Seager will be part of the college’s Canadian Institute for Theoretical Astrophysics (CITA) as professor in September 2026.
She hopes to encourage the subsequent technology of researchers — and he or she’s bringing some unbelievable initiatives together with her.
“All of my projects are coming with me to Canada,” she mentioned. “In addition, I hope to start new things.”
That’s nice information for CITA’s director, Shantanu Basu, the person behind bringing Seager again to Canada.
“I think the visionary leadership that she shows in this field is what draws people in,” Basu mentioned.
“That draws in new people into the field and frankly helps us make the case with the people who fund the science, which is ultimately the public.”
Life on Venus?
One of Seager’s deliberate initiatives is a doozy: Looking for all times within the clouds of Venus.
One mission consists of a balloon that might fly by means of Venus’s clouds and accumulate a pattern from its environment after which return it to Earth.
Search for liveable worlds
When Seager obtained her PhD from Harvard in 1994, just one exoplanet had been found. The second — orbiting a Sun-like star — was found in 1995.
Now, greater than 6,000 exoplanets have been confirmed.

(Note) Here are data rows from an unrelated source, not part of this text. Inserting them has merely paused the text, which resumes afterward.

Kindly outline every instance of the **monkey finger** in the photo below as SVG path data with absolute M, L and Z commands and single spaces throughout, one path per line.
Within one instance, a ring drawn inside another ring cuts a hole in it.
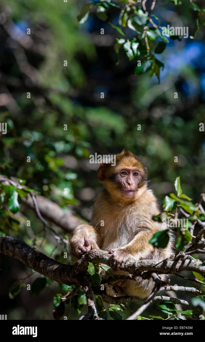
M 110 250 L 109 252 L 110 254 L 112 254 L 114 252 L 114 249 Z
M 86 248 L 85 248 L 85 247 L 84 247 L 83 246 L 79 247 L 79 250 L 81 253 L 85 253 L 85 252 L 86 251 Z
M 85 245 L 86 246 L 89 246 L 90 245 L 90 241 L 89 241 L 88 238 L 85 237 L 84 239 L 85 240 L 84 245 Z

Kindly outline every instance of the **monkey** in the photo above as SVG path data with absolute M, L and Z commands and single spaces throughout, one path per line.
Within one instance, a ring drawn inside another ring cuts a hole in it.
M 173 237 L 169 233 L 167 246 L 154 249 L 149 244 L 155 233 L 166 229 L 153 216 L 160 213 L 158 200 L 147 186 L 147 170 L 141 160 L 130 151 L 116 156 L 115 166 L 101 163 L 98 171 L 103 188 L 94 205 L 90 224 L 75 230 L 70 240 L 72 255 L 79 259 L 91 246 L 111 254 L 115 275 L 128 274 L 121 270 L 132 259 L 162 260 L 173 253 Z M 160 275 L 162 280 L 167 278 Z M 152 279 L 138 276 L 134 280 L 118 280 L 114 284 L 119 296 L 146 299 L 154 285 Z

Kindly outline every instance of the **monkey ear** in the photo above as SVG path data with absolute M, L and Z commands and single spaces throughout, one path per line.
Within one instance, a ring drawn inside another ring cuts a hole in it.
M 98 170 L 98 177 L 99 181 L 104 181 L 105 178 L 105 171 L 107 167 L 107 164 L 101 163 L 100 167 Z
M 147 178 L 147 174 L 148 174 L 147 168 L 147 167 L 146 166 L 144 166 L 144 169 L 145 169 L 145 171 L 146 177 L 146 178 Z

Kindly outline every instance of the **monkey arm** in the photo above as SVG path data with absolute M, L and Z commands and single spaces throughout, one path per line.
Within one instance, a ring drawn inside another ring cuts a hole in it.
M 101 236 L 97 229 L 86 223 L 81 224 L 75 229 L 70 241 L 72 255 L 79 259 L 92 246 L 99 249 Z
M 144 259 L 151 252 L 153 247 L 149 241 L 156 232 L 148 228 L 142 228 L 134 238 L 126 246 L 111 249 L 112 268 L 115 271 L 124 266 L 125 263 L 131 259 Z

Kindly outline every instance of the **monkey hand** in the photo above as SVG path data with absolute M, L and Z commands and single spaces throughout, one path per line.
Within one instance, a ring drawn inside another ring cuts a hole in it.
M 95 241 L 91 240 L 86 234 L 80 234 L 76 237 L 74 235 L 71 239 L 70 242 L 71 254 L 77 259 L 79 259 L 83 254 L 90 250 L 91 248 L 99 249 Z
M 111 267 L 114 271 L 123 267 L 126 261 L 133 259 L 131 255 L 122 248 L 111 249 L 109 253 L 112 254 Z

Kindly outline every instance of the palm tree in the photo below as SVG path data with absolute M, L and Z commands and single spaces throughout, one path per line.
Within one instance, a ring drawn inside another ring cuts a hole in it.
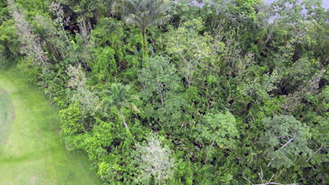
M 111 85 L 111 90 L 104 91 L 104 94 L 108 97 L 108 98 L 104 99 L 101 104 L 102 106 L 105 107 L 105 109 L 108 109 L 112 107 L 115 107 L 119 111 L 121 118 L 122 119 L 124 127 L 128 130 L 128 125 L 124 120 L 122 109 L 132 108 L 139 111 L 135 104 L 131 102 L 132 100 L 138 97 L 128 94 L 129 90 L 129 85 L 124 85 L 122 83 L 112 83 Z
M 146 29 L 166 23 L 169 19 L 170 0 L 115 0 L 112 13 L 120 15 L 127 24 L 141 27 L 143 50 L 146 50 Z

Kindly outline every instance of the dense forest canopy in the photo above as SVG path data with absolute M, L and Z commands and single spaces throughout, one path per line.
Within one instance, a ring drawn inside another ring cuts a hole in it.
M 329 13 L 299 1 L 1 0 L 0 67 L 104 184 L 328 184 Z

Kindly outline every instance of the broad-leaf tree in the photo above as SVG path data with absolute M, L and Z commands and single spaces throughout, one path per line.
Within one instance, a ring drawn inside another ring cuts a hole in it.
M 107 95 L 107 97 L 103 100 L 101 104 L 102 106 L 104 106 L 105 109 L 108 109 L 111 107 L 115 107 L 117 108 L 127 130 L 129 130 L 128 125 L 124 119 L 122 109 L 124 108 L 132 108 L 138 111 L 137 107 L 131 102 L 131 100 L 137 97 L 129 95 L 128 93 L 129 90 L 129 85 L 124 85 L 122 83 L 112 83 L 111 85 L 111 90 L 104 91 L 104 94 Z
M 146 28 L 166 23 L 169 18 L 169 0 L 116 0 L 112 6 L 113 14 L 121 15 L 127 24 L 141 28 L 144 51 Z

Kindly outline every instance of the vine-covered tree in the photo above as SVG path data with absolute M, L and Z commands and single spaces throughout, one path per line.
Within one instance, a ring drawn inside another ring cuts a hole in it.
M 143 49 L 146 50 L 146 28 L 166 23 L 170 15 L 169 0 L 115 0 L 112 13 L 121 15 L 127 24 L 137 25 L 143 36 Z
M 106 110 L 109 110 L 111 107 L 115 107 L 119 111 L 119 115 L 122 119 L 124 127 L 129 130 L 128 125 L 124 119 L 123 109 L 134 109 L 138 111 L 136 105 L 132 102 L 134 99 L 137 99 L 136 96 L 129 94 L 129 85 L 124 85 L 122 83 L 112 83 L 110 90 L 104 91 L 106 97 L 103 100 L 101 106 Z

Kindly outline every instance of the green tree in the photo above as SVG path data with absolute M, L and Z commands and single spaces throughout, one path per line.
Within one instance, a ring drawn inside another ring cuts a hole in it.
M 77 103 L 72 104 L 67 109 L 59 112 L 61 132 L 65 135 L 72 135 L 81 133 L 84 128 L 81 123 L 81 110 Z
M 274 116 L 263 121 L 264 135 L 260 144 L 271 159 L 268 166 L 276 168 L 297 165 L 297 156 L 304 158 L 310 153 L 307 141 L 311 135 L 309 128 L 290 115 Z M 300 164 L 299 164 L 300 165 Z
M 236 146 L 236 139 L 239 137 L 236 128 L 236 118 L 228 111 L 225 114 L 208 114 L 205 116 L 206 125 L 199 124 L 199 139 L 205 143 L 214 144 L 221 149 L 233 149 Z
M 161 140 L 151 135 L 147 138 L 148 143 L 136 144 L 136 162 L 141 171 L 138 180 L 148 181 L 151 176 L 160 184 L 162 181 L 173 175 L 174 158 L 170 158 L 171 151 L 167 146 L 163 146 Z M 143 181 L 142 181 L 143 183 Z M 144 184 L 143 183 L 143 184 Z M 156 184 L 156 181 L 155 184 Z
M 170 15 L 169 0 L 115 0 L 112 12 L 120 15 L 127 24 L 138 25 L 143 36 L 143 49 L 146 51 L 146 31 L 149 26 L 166 23 Z
M 124 85 L 122 83 L 112 83 L 111 90 L 104 91 L 104 94 L 107 97 L 103 100 L 101 104 L 101 106 L 105 107 L 105 109 L 108 109 L 111 107 L 117 108 L 124 127 L 127 130 L 129 130 L 128 125 L 127 125 L 124 119 L 122 109 L 124 108 L 132 108 L 138 111 L 136 105 L 131 102 L 134 99 L 136 99 L 137 97 L 128 93 L 129 88 L 129 85 Z

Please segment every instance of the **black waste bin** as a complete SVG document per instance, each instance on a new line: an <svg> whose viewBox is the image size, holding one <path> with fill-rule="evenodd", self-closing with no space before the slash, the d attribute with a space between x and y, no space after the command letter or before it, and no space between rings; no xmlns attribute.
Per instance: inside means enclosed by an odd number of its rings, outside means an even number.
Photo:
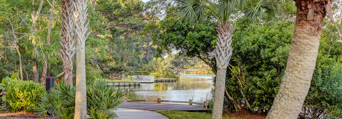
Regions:
<svg viewBox="0 0 342 119"><path fill-rule="evenodd" d="M47 77L45 80L46 83L45 87L46 88L46 91L48 92L50 91L50 89L55 86L55 77Z"/></svg>

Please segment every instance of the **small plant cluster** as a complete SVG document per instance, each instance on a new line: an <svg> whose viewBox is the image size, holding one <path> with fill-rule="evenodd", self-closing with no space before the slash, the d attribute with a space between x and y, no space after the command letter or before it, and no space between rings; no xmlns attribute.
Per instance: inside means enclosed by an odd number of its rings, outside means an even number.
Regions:
<svg viewBox="0 0 342 119"><path fill-rule="evenodd" d="M41 83L21 81L17 79L18 76L17 73L2 79L1 85L8 92L1 97L2 101L11 111L30 111L46 95L46 91Z"/></svg>
<svg viewBox="0 0 342 119"><path fill-rule="evenodd" d="M94 85L87 87L87 110L90 119L117 118L114 110L124 102L125 92L115 91L113 87L107 87L105 82L98 80ZM61 81L55 84L49 93L42 97L35 109L40 115L52 111L60 119L73 119L75 115L75 87Z"/></svg>
<svg viewBox="0 0 342 119"><path fill-rule="evenodd" d="M154 76L154 78L155 79L159 79L160 78L163 78L163 75L159 72L150 73L149 75L151 76Z"/></svg>
<svg viewBox="0 0 342 119"><path fill-rule="evenodd" d="M179 79L179 77L173 75L170 72L169 72L168 74L164 76L165 78L170 78L171 79Z"/></svg>
<svg viewBox="0 0 342 119"><path fill-rule="evenodd" d="M159 79L160 78L169 78L171 79L179 78L179 77L173 75L172 73L170 72L169 72L167 74L163 76L163 75L160 74L160 73L158 72L150 73L149 74L149 75L151 76L154 76L154 78L156 79Z"/></svg>

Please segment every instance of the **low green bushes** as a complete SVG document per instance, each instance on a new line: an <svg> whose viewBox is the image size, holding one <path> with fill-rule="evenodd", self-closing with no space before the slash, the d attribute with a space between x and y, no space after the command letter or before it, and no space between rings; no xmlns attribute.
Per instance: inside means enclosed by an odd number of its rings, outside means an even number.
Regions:
<svg viewBox="0 0 342 119"><path fill-rule="evenodd" d="M87 108L90 119L111 119L117 117L114 110L123 103L124 92L115 91L113 87L107 87L105 82L98 80L87 87ZM60 119L73 119L75 114L75 87L61 82L56 84L48 94L42 97L35 109L40 115L46 115L50 109Z"/></svg>
<svg viewBox="0 0 342 119"><path fill-rule="evenodd" d="M163 78L163 75L158 72L150 73L149 75L151 76L154 76L154 78L155 79L159 79L160 78Z"/></svg>
<svg viewBox="0 0 342 119"><path fill-rule="evenodd" d="M179 77L172 74L170 72L169 72L168 74L164 76L164 78L170 78L171 79L179 79Z"/></svg>
<svg viewBox="0 0 342 119"><path fill-rule="evenodd" d="M17 75L17 73L14 75L16 74ZM9 110L30 111L38 105L40 98L46 95L45 89L41 83L21 81L16 77L12 76L3 79L2 84L5 85L8 93L2 97L2 100L6 101L5 104Z"/></svg>

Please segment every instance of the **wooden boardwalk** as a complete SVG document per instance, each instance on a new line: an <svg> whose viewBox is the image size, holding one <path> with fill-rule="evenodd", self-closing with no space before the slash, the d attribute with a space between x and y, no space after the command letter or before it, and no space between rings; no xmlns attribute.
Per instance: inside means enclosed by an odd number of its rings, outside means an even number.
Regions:
<svg viewBox="0 0 342 119"><path fill-rule="evenodd" d="M106 83L107 86L114 85L115 87L140 86L139 82L107 82Z"/></svg>
<svg viewBox="0 0 342 119"><path fill-rule="evenodd" d="M152 103L125 102L117 107L142 109L150 111L179 110L188 111L206 111L206 107L187 105Z"/></svg>

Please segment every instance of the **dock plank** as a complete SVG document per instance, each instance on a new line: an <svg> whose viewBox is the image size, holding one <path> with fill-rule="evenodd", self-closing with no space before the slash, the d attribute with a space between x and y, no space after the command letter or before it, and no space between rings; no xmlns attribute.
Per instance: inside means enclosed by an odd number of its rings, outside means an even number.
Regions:
<svg viewBox="0 0 342 119"><path fill-rule="evenodd" d="M205 107L196 105L152 103L125 102L118 106L118 107L142 109L150 111L178 110L186 111L206 111Z"/></svg>

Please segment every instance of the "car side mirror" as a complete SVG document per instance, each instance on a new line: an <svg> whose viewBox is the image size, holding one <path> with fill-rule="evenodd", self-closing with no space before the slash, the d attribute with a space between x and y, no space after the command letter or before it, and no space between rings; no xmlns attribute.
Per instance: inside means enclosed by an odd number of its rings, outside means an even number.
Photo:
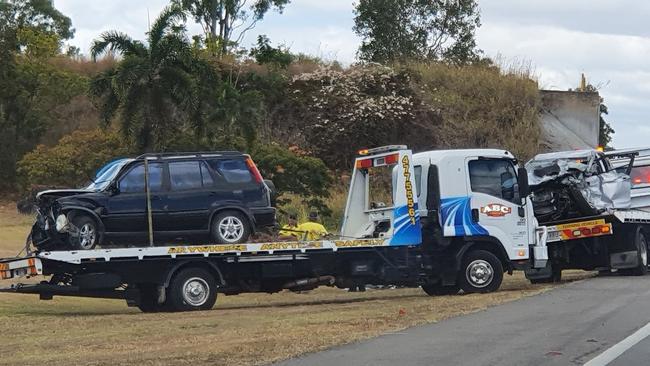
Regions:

But to date, no Earth-like exoplanet has been found. That’s as a result of they’re tough to detect, being comparatively small and invisible to telescopes as they’d be washed out by the sunshine of their star.
This mission would contain a novel spacecraft with a shade to dam out a star’s gentle, probably making it simpler to detect an Earth-like planet.
For now the mission has been shelved, Seager mentioned, however solely briefly.
U.S. cuts an ‘alternative’ for Canada: CITA
Basu mentioned he had lengthy wished to recruit Sara at CITA.
“We always had this idea she might be, in the far distant future, somebody we might be able to attract and bring back to Canada,” he mentioned.
“[We thought] hey, this could be an opportunity for Canada and Canadian science and research in general,” Basu mentioned.
“So, there was this idea that OK, maybe this is a good time to seek out people in the United States that we’ve always thought we might want to attract … [and] she is one of the most famous Canadian scientists who also happens to work abroad.”
CITA does not but have a concentrate on exoplanet analysis, Basu mentioned, which is why Seager’s arrival is so thrilling.
“Our mission is to attract cutting-edge science and push the frontiers. And so, Sarah, that is the definition of what she does,” Basu mentioned.
“She’s been at the forefront of making predictions about what you would observe in exoplanetary systems and atmospheres.”
Seager’s analysis is not nearly exoplanets. It’s about discovering the precise substances for all times, so there’s additionally lab work concerned.
“[You’re] definitely going to be seeing more exoplanets in Toronto. Let’s just say that,” Seager mentioned of her experiments.
Basu mentioned her interdisciplinary method — “connecting exoplanetary science with organic chemistry and aerosols engineering” — is “very compelling.”
“And that really is also part of CITA’s mission: to do theoretical astrophysics in a way that can make contact with other areas of astronomy and even beyond,” he added.
For now, Seager is busy getting ready to return to the very college whose campus she walked by means of on her strategy to highschool.
“When you’re thinking about a change in life, what better change is there than to go home?” she mentioned.